Так что да, Боно рассказал историю о том, как собрались U2, и был краткий намек на обычную территорию рок-автобиографии — как мы писали песни — с интуитивным описанием зарождения I Will Follow. Но моменты, которые задержались, были, когда Боно превратился в актера с не более чем двумя стульями в наборе — когда он воссоздал обычные разговоры в пабе со своим отцом, где Боно играл обе роли: нуждающегося сына и его невыразительного папу, упрямо отказывающегося быть впечатлен стремительным, завоевавшим мир успехом своего мальчика.

Это были моменты выступления, дополненные краткими камеями Боно, когда он передавал голоса череды персонажей от Лучано Паваротти до Дианы, принцессы Уэльской и хирурга, оперировавшего его «эксцентричное сердце», когда Боно был близок к смерти в 2016 год — это сделало его настоящим театральным представлением, а не просто отключенным сетом рок-звезды с несколькими дополнительными разговорами между ними. Шоу, как и книга, имело повествовательную арку и вызывало моменты неподдельных эмоций — не в последнюю очередь у самого исполнителя, который выглядел почти ошеломленным к моменту выхода на сцену.

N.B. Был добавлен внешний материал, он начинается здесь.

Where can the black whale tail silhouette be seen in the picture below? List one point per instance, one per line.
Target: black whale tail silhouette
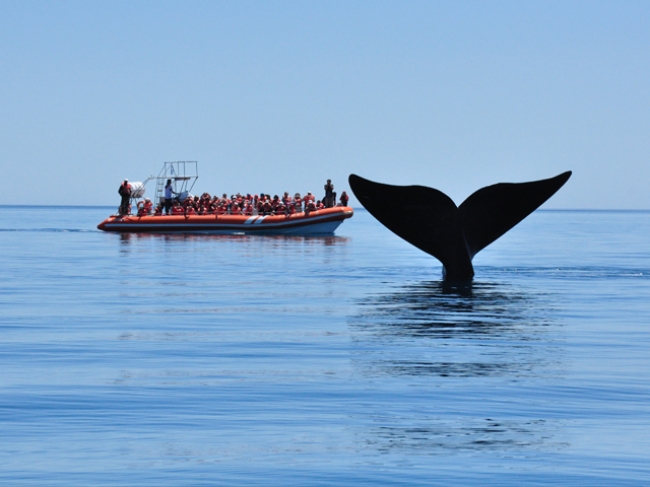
(429, 219)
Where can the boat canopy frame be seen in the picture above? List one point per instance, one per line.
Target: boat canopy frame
(183, 175)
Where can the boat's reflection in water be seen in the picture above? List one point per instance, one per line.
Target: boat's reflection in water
(278, 240)
(465, 358)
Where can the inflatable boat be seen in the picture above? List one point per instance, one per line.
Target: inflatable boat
(319, 222)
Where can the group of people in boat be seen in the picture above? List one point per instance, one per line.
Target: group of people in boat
(262, 204)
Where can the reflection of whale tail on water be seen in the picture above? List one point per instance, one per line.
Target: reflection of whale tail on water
(429, 219)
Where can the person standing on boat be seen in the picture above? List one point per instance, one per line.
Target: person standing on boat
(330, 197)
(169, 192)
(125, 193)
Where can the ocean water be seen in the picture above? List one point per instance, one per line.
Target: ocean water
(132, 360)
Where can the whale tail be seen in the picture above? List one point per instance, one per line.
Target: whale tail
(429, 219)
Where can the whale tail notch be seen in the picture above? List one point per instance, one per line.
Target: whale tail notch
(430, 220)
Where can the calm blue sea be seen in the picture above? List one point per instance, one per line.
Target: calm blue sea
(132, 360)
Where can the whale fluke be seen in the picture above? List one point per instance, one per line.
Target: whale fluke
(429, 219)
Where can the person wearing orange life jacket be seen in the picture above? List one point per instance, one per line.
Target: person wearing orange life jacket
(145, 207)
(330, 195)
(125, 192)
(344, 199)
(309, 207)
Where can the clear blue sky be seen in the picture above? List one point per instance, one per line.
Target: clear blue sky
(271, 96)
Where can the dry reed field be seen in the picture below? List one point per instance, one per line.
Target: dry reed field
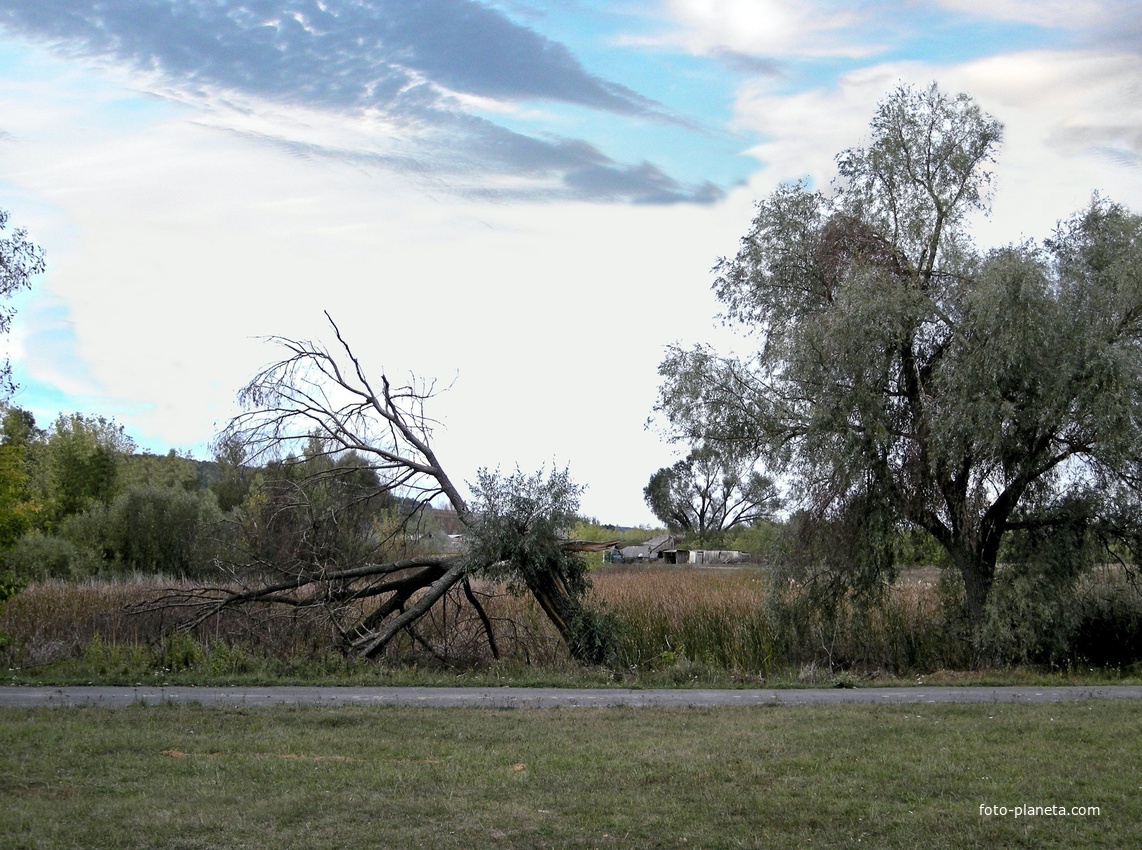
(681, 625)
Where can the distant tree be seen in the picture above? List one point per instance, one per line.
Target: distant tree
(19, 261)
(233, 473)
(903, 379)
(80, 463)
(19, 510)
(170, 470)
(709, 492)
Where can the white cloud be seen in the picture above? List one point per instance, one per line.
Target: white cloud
(1072, 125)
(763, 27)
(189, 239)
(1042, 13)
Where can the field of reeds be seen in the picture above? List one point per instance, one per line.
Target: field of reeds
(672, 625)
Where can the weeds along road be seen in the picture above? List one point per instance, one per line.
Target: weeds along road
(25, 696)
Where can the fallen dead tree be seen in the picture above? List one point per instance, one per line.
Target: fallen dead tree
(339, 450)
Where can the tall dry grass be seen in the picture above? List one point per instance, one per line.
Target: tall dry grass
(674, 620)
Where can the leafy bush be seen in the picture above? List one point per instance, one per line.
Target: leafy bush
(38, 556)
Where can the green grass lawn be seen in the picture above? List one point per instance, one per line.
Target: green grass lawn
(316, 777)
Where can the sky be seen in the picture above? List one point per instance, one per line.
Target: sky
(520, 199)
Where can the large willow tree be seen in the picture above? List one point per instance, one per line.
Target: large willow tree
(902, 378)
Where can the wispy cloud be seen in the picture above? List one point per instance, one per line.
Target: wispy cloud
(412, 62)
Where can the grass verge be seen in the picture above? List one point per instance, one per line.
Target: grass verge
(318, 777)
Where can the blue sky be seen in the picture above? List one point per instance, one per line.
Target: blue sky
(520, 199)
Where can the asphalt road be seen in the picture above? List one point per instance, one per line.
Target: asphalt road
(547, 697)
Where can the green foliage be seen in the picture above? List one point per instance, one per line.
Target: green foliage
(161, 529)
(19, 262)
(321, 510)
(168, 471)
(233, 478)
(519, 536)
(37, 556)
(710, 491)
(905, 381)
(520, 527)
(79, 464)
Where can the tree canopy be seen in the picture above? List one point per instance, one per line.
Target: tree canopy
(708, 492)
(19, 261)
(903, 377)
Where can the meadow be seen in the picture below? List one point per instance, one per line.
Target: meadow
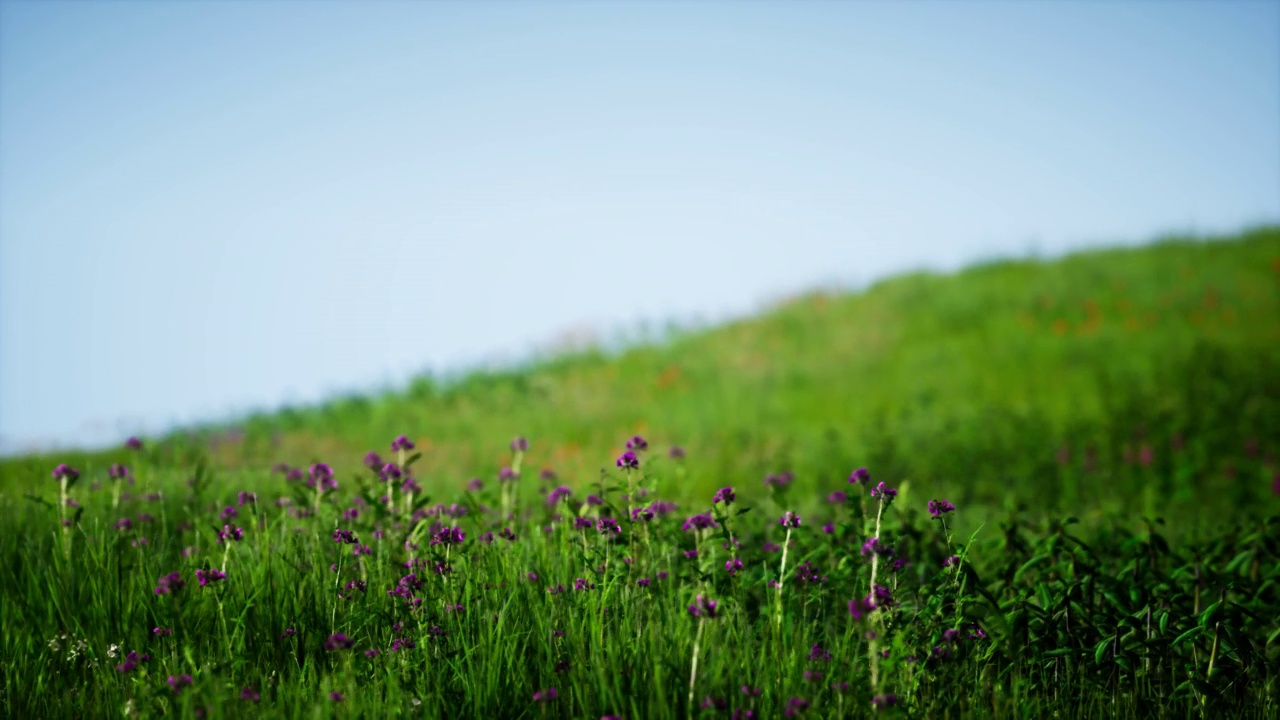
(1029, 488)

Конечно, все это могло выглядеть как отвратительное баловство, и Боно это тоже знал. Он сказал, что написание мемуаров «абсурдно», а их исполнение — «совершенно другой уровень пупка». Но ему это сошло с рук как минимум по трем причинам.

Во-первых, юмора (и самосознания) было достаточно, чтобы проткнуть напыщенность. Кратковременное подражание Томми Куперу, которого явно не хватало, когда он давал шоу на Бродвее и в Лос-Анджелесе, было недостаточно звездным, чтобы стать победителем.

Во-вторых, «Истории капитуляции» поднимают некоторые вопросы, выходящие за рамки жизни и достижений самого Боно. Он интересуется активизмом. Что для баснословно богатого человека хуже — болтать о мировой бедности — или нет? Он громко боролся с прагматизмом, из-за которого некоторые называли его лицемером за тесное сотрудничество, например, с той же администрацией Джорджа Буша-младшего, которая вторглась в Ирак. На задней обложке Surrender есть попытка сделать подзаголовок: «Признания…». Предлагаются слова «художник», «активист» и «мудак», но они зачеркнуты, прежде чем остановиться на «актуалист». На сцене Боно определил это слово как «Люди, которые действительно хотят сделать дерьмо». И было короткое, но откровенное обсуждение недооцененного аспекта жизни и творчества Боно, а именно его христианской веры.

И в-третьих, музыка, которая, конечно же, заставляла все это работать. Это шоу стало напоминанием о том, как глубоко укоренились песни U2 в народной памяти, но они редко, если вообще когда-либо, звучали так. Аранжировки были скупыми, вплоть до неуверенности — иногда останавливались прямо перед взлетом, что приводило в восторг толпу на стадионе. В результате в таком классическом произведении, как «С тобой или без тебя», боль и боль стали безошибочными и новыми.

Когда он закрыл шоу, спев в одиночестве Torna a Surriento, мелодию, любимую его покойным отцом, эффект был полным. Это был портрет художника в молодости, который, несмотря на то, что ему сейчас за 60, продолжает тосковать. Тот огонь горит до сих пор – и это незабываемо.